Он протестующе взмахнул рукой.
— Оставим пока вопрос о власти. Ты, насколько я понял, поставила мне условие. Я на него согласен. Тебе интересно, что мною движет? Так вот: дело в том, что…
— Погоди!.. Я тебя слишком хорошо знаю. Ты сейчас поклянешься основами мироздания, что собрался совершить на этом корабле паломничество по святым местам, и хотелось бы мне увидеть человека, который тебе бы не поверил!
Он обезоруживающе развел руками:
— Кажется, я имею дело именно с таким человеком.
Взгляд ее оставался пристальным, непреклонным.
— Я хочу заглянуть в тебя.
— Хм… Желаешь проинспектировать мои мысли?
— Не мысли. Я хочу знать, что ты несешь в своем сердце.
— Мои сердечные дела имеют какое-то отношение к вопросу?
— Область своих личных дел ты можешь от меня закрыть. В лучшем случае там опять обитает какая-нибудь всегалактическая принцесса. О худшем случае я умалчиваю. Хотя, раз речь идет о тебе, можно сразу ставить на худшее — не ошибешься.

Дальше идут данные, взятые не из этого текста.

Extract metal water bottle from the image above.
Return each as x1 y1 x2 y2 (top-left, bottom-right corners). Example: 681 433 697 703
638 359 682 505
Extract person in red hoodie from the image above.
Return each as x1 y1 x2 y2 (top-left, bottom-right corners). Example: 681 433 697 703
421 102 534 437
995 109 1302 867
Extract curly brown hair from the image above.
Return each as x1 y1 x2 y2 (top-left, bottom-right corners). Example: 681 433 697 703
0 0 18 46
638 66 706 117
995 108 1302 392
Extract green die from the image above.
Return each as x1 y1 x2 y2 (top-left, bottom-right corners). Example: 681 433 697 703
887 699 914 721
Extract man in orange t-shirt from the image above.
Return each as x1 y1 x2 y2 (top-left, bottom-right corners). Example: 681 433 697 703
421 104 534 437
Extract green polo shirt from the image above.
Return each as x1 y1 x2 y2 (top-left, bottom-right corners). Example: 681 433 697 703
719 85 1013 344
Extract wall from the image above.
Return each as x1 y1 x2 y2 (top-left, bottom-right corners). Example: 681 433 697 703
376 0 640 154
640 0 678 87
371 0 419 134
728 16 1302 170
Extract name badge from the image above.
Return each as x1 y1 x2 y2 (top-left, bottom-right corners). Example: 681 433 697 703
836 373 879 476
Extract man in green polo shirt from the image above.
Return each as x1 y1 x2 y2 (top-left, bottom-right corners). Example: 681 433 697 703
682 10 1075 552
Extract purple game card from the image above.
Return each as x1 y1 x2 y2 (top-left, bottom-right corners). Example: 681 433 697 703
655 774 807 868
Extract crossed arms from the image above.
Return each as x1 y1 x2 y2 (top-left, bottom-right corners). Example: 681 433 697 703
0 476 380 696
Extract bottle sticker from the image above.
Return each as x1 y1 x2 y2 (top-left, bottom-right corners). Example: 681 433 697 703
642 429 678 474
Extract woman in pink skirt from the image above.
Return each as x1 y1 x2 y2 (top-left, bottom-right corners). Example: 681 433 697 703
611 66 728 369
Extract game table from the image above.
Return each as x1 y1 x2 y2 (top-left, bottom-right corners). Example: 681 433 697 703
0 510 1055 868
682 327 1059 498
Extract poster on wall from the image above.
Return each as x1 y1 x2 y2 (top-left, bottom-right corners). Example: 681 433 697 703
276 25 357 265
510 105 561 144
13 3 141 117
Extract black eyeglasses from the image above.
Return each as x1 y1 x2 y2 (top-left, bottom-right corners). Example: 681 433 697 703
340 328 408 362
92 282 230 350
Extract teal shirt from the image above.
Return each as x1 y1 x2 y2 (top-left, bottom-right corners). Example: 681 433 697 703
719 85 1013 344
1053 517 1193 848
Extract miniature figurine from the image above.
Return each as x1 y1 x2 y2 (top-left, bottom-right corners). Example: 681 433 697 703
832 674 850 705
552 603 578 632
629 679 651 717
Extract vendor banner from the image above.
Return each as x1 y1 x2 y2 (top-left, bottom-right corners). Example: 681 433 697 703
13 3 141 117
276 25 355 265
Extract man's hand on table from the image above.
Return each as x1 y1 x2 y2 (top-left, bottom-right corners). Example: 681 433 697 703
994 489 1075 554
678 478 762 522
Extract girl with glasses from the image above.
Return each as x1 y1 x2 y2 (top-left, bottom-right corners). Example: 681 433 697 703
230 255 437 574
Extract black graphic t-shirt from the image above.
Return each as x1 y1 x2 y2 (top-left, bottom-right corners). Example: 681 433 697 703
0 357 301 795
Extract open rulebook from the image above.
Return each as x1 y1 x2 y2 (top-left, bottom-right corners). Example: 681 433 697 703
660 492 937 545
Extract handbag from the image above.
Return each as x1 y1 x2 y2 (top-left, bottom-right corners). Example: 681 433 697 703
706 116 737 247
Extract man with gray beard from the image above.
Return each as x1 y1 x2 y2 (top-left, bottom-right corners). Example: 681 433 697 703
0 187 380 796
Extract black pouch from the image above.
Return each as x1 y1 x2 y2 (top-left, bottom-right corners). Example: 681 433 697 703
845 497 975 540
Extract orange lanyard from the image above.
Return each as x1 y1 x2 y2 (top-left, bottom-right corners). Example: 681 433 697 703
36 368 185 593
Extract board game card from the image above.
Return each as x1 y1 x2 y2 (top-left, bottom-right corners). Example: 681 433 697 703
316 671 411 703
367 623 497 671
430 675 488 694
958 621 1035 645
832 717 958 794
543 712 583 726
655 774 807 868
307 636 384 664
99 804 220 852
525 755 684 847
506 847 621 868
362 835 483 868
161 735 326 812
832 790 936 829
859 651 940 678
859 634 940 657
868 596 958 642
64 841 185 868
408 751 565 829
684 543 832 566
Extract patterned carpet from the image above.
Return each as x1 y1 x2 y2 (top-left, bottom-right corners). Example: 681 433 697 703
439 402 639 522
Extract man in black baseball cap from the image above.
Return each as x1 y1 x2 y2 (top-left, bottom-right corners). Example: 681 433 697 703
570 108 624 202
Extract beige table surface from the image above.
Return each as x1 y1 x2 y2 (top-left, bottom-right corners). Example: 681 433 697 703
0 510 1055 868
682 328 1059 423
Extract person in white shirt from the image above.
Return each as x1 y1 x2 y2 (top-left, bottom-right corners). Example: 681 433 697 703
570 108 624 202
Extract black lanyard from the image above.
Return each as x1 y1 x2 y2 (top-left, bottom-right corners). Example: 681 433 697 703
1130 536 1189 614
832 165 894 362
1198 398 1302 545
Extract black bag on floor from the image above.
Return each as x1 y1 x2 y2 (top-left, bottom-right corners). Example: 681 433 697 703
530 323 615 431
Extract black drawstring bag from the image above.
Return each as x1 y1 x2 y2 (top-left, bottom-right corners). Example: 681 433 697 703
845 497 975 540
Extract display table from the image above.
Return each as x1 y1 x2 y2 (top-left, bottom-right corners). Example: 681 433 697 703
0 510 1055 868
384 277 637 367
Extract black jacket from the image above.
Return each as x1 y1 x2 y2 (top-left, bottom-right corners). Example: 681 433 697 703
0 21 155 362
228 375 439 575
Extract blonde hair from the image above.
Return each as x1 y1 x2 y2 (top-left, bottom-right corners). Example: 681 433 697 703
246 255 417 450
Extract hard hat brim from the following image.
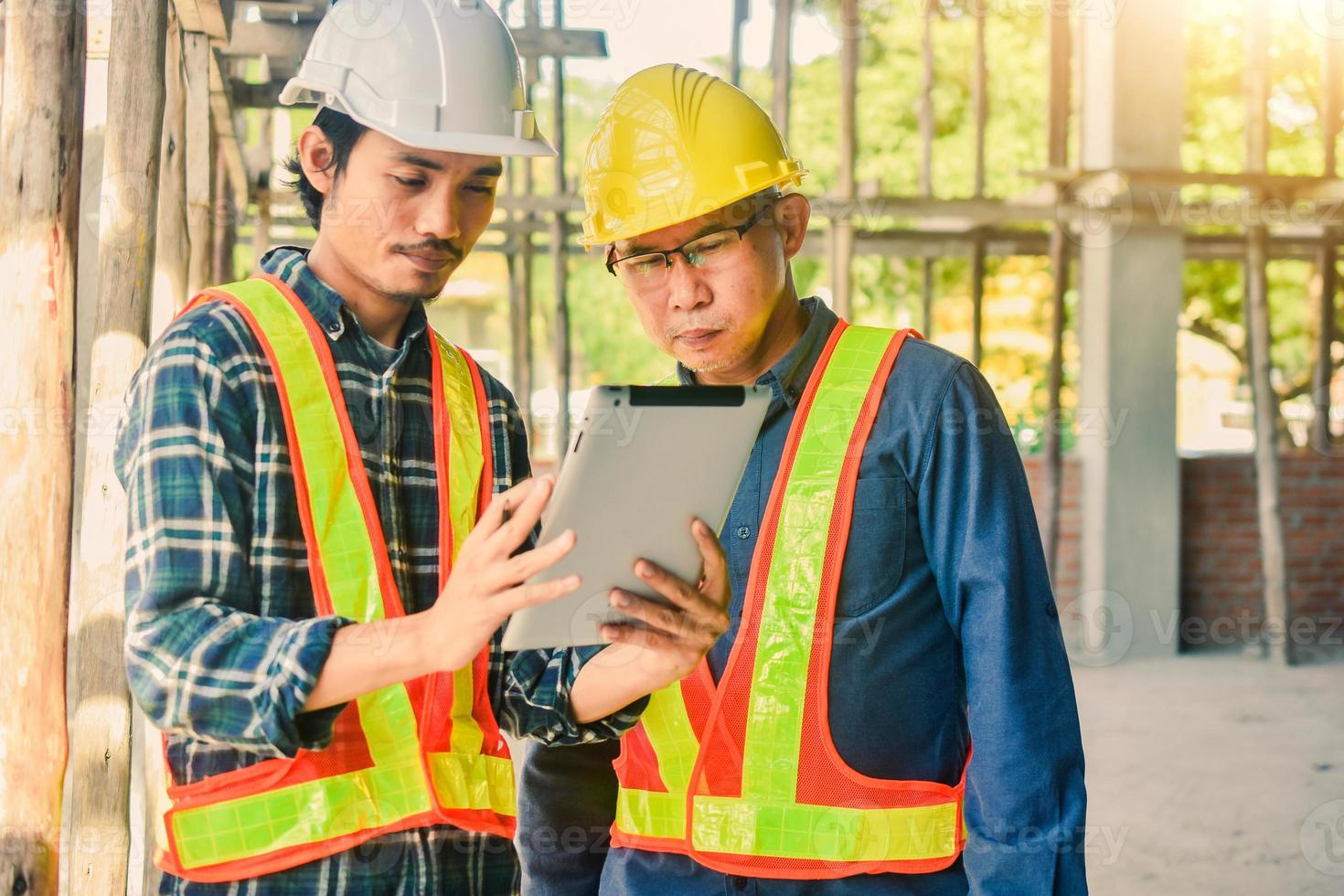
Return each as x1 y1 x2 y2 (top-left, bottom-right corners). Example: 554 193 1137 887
280 78 555 157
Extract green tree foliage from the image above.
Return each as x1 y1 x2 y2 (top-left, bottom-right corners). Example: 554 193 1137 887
510 0 1322 450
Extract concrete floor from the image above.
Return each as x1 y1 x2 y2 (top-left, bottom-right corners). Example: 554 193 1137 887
1074 653 1344 896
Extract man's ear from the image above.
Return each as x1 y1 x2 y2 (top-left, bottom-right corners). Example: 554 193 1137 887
298 125 336 197
774 194 812 261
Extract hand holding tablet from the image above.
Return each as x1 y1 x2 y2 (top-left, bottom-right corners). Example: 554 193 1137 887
504 386 770 653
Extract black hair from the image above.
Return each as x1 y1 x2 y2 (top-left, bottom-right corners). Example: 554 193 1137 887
285 106 368 229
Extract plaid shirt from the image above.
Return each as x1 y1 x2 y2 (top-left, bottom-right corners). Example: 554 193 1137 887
115 247 635 893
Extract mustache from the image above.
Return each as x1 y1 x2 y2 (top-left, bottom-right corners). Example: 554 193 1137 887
663 315 730 343
392 240 465 262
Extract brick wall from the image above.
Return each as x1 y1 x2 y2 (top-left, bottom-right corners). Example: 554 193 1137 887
1024 452 1344 644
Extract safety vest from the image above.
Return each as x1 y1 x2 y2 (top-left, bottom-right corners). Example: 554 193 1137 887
612 323 969 879
155 275 517 882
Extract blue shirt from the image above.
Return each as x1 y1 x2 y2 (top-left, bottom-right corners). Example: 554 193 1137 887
521 300 1087 896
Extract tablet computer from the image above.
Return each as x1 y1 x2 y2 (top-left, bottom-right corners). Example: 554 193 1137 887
504 386 770 650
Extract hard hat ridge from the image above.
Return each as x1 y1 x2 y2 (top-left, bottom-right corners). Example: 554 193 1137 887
280 0 555 155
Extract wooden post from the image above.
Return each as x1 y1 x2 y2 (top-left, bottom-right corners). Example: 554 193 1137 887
729 0 750 88
209 140 238 283
508 0 540 447
919 0 935 338
970 238 987 367
1310 28 1344 452
830 0 863 318
970 0 989 367
770 0 793 140
252 177 270 267
177 31 215 295
149 11 191 338
1041 0 1072 578
69 0 168 893
551 3 572 462
1242 0 1296 665
249 109 273 272
0 0 86 896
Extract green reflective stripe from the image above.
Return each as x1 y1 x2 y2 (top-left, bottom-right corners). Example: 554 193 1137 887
736 326 891 800
615 787 686 839
691 796 957 862
172 759 430 868
220 280 383 622
434 333 485 571
223 280 420 765
429 752 517 816
615 682 700 839
640 682 700 795
434 338 485 763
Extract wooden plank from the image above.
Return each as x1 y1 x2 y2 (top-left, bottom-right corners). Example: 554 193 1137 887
1041 0 1070 579
69 0 168 893
729 0 750 88
174 0 234 43
229 78 286 109
209 143 238 284
0 0 86 895
919 0 937 338
830 0 861 318
209 48 252 218
219 15 317 61
970 0 989 367
551 3 574 459
1020 164 1344 193
179 31 215 295
509 27 607 59
1242 0 1296 665
149 8 191 336
770 0 793 140
1310 26 1344 452
970 231 987 367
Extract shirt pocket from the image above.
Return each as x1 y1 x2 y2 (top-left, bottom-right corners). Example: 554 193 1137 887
836 477 906 616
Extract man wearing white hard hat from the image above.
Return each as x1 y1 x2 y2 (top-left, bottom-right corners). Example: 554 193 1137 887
117 0 727 895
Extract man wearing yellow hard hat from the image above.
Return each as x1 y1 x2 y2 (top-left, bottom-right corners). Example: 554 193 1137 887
520 65 1087 896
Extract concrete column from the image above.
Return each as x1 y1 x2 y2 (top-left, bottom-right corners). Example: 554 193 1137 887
1064 0 1184 664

Он помолчал, прищурясь, затем произнес медленно:
— А вдруг принцесса захватила все здание, от подвалов до чердаков?
Она наконец-то улыбнулась, скептически изогнув бровь.
— Вот-вот. Рассказывай ей эти сказки. Очень способствует. Только я-то ведь знаю — ни одной женщине, ни смертной, ни бессмертной, не захватить полностью твоего сердца. Увы, увы! Нам не приходится мечтать даже о его половине — разве что о каком-нибудь заброшенном уголке.
— Надо ли тогда блокировать от тебя какой-то заброшенный уголок?
— Думаю, надо.
— Ты боишься?
— Просто не интересуюсь.
Стоит ли признаваться мужчине, что не хочешь заглядывать в тайники его сердца потому лишь, что даже теперь, спустя тысячелетие, боишься не найти в них себя?